When Nedda prodded at the monkey, it almost pushed back against the dipstick. Weird. Another poke met the same resistance, though the monkey gave no sign of moving, that it had ever moved.
“This is weird.”
“I don’t think he’s dead.” There was a heartbeat feel to living things, and the monkey had it.
“Pick him up. There’s room in my bag and if he wakes up he can eat the coffee.”
She started to say that marmosets don’t eat coffee, but she didn’t know what they ate besides bunny heads and little girls’ hair.
“Hang on. I want to see something.” She poked it again. The tip of the dipstick missed the monkey, though her aim had been perfect, dead on for the belly. “Huh.”
Mr. Pete’s screen door slammed. “Denny Prater, are you skipping school?”
“We got let out early. Me and Nedda are walking home.”
“Sure looks like it, you being in the truck and all. You in there, Nedda Sue?”
She stuck a hand up and waved.
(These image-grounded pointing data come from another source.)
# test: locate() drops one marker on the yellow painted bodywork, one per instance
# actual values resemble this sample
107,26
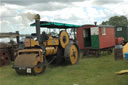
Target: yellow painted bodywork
53,42
64,44
73,57
125,48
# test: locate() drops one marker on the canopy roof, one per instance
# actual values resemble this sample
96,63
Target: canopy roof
56,25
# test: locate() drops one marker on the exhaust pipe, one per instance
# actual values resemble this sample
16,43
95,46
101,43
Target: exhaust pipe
37,22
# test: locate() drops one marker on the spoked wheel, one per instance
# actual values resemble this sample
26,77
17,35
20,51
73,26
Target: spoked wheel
71,54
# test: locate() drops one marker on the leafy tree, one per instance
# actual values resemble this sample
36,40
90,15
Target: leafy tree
116,21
Denny hopped out and went to talk to Mr. Pete. Denny was easy to talk to and he was Pop Prater’s kid so everybody knew him; at some point or other everyone in Easter worked for Prater Citrus. Everyone but her dad.
She jabbed with the dipstick again, but couldn’t seem to touch the monkey. And it still hadn’t blinked. If it was dead she was about to break a million rules. If it was alive, she was about to get scalped. She set the dipstick down and stretched her index finger, pointed at one of the too-big eyes, and stabbed.